This Sunday, I ignored the Sunday morning talk shows, opting instead to take a walk in one of our beautiful yet underfunded parks, filled with crumbling roads and dilapidated signs. I wondered who chose to cut federal funding on this park. I went online and checked the record. This may or may not affect my vote, but at least I have the information I need.
Hard information is easy to find these days. And yet increasingly, pundits will not even touch it.
Pundits would have us believe that we voters are a shallow bunch—that we voters choose our candidates based on likeability alone; that we hang on every word they utter; that their analysis of what every political candidate says (or fails to say) somehow influences our vote; that we are more swayed by a cute joke, a throw-away inspirational quote, or advice from endorsements rather than the actual issues. The majority of voters are smarter than that.
I’d like to think the decisions we make are complex, rational decisions based on our own belief systems, that we don’t let ourselves be bogged down by non-substantive analysis. I’d like to think the surprises we’ve seen over the last several primaries are proof of this—and that voters’ voices truly matter more than any pundit, talk show host, or super delegate ever will.

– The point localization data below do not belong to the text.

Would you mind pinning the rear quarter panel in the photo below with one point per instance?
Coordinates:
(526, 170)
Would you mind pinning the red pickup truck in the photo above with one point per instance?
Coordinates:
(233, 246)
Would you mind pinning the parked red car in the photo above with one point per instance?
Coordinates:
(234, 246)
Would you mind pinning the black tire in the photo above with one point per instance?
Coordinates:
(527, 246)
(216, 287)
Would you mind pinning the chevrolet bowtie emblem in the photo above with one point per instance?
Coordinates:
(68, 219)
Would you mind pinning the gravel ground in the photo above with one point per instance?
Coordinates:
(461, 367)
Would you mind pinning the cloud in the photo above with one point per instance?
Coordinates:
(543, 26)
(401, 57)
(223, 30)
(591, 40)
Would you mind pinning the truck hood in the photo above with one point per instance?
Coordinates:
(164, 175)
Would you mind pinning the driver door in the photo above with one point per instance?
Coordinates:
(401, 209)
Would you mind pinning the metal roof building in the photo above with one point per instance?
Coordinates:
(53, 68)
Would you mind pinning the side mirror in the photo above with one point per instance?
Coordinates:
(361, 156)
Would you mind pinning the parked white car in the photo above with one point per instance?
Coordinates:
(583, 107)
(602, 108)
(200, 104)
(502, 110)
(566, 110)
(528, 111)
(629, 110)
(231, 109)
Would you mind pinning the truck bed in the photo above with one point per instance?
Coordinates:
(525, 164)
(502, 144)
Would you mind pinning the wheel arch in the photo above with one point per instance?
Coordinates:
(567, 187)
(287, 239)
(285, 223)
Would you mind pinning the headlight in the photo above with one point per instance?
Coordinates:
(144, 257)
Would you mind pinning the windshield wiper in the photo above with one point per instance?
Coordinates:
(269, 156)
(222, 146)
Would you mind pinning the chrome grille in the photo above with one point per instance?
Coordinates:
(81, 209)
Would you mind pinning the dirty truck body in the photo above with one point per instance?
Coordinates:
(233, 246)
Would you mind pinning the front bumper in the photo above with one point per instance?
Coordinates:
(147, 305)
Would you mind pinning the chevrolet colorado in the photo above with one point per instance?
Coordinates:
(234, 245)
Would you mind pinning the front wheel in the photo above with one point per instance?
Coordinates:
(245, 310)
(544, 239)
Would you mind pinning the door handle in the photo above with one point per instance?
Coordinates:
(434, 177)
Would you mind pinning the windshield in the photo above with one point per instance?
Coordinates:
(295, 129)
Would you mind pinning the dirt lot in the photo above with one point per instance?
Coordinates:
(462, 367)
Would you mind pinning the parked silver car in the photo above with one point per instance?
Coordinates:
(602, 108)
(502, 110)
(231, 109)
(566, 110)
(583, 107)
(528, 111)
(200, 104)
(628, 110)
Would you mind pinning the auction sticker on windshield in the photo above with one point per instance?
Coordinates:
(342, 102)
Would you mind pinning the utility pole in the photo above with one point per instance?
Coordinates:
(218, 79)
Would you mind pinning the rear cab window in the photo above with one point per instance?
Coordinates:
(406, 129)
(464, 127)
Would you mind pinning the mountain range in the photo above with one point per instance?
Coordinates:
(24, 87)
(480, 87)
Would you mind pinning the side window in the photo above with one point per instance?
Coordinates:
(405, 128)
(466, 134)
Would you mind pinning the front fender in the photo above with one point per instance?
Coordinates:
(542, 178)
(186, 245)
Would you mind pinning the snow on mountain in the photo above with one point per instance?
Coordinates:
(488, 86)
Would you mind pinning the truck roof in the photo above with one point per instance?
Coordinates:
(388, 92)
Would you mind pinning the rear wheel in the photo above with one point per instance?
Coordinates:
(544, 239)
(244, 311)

But making a truly informed decision is like being a detective these days. Although there is plenty of information out there in the form of congressional records, news reports, magazines, books, etc., we voters must also wade through a sea of clues that go nowhere, dead ends that turn up nothing but the same old commentary. We must endure the splashy “takes” on how a candidate fared in a debate; unending analysis about a candidate’s every word and mannerism, speech, tic, and facial expression; reports about hair-dos, ties, or pantsuit styles; questions about whether they’re too old or not likeable or tough enough; whether “tears” are not presidential enough; whether children should accompany their parent on the campaign trail; what a choice of spouse could mean; and what they did as teenagers.
As the death count in Iraq continued to rise, the pundits focused on the verbal sparring between McCain and Romney—and Hillary’s now famous tears. As thousands of uninsured voters continue to struggle daily without health insurance, we get treated to stories of Barack’s casual drug use in his college years. For the record: we don’t care.
Pundits are the new news astrologists foreseeing a politician’s future while eating up precious amounts of airtime. While they analyze a politician’s success or failure post-speech, or drone on about the zillionth poll, political ad, super delegate, or endorsement, I am still waiting to hear from them about the issues.
So I ask pundits everywhere: can’t you simply inform us? Why does drama continue to trump substance? For the record, until something changes, I’ll continue to opt for a Sunday morning walk rather than a Sunday morning talk show.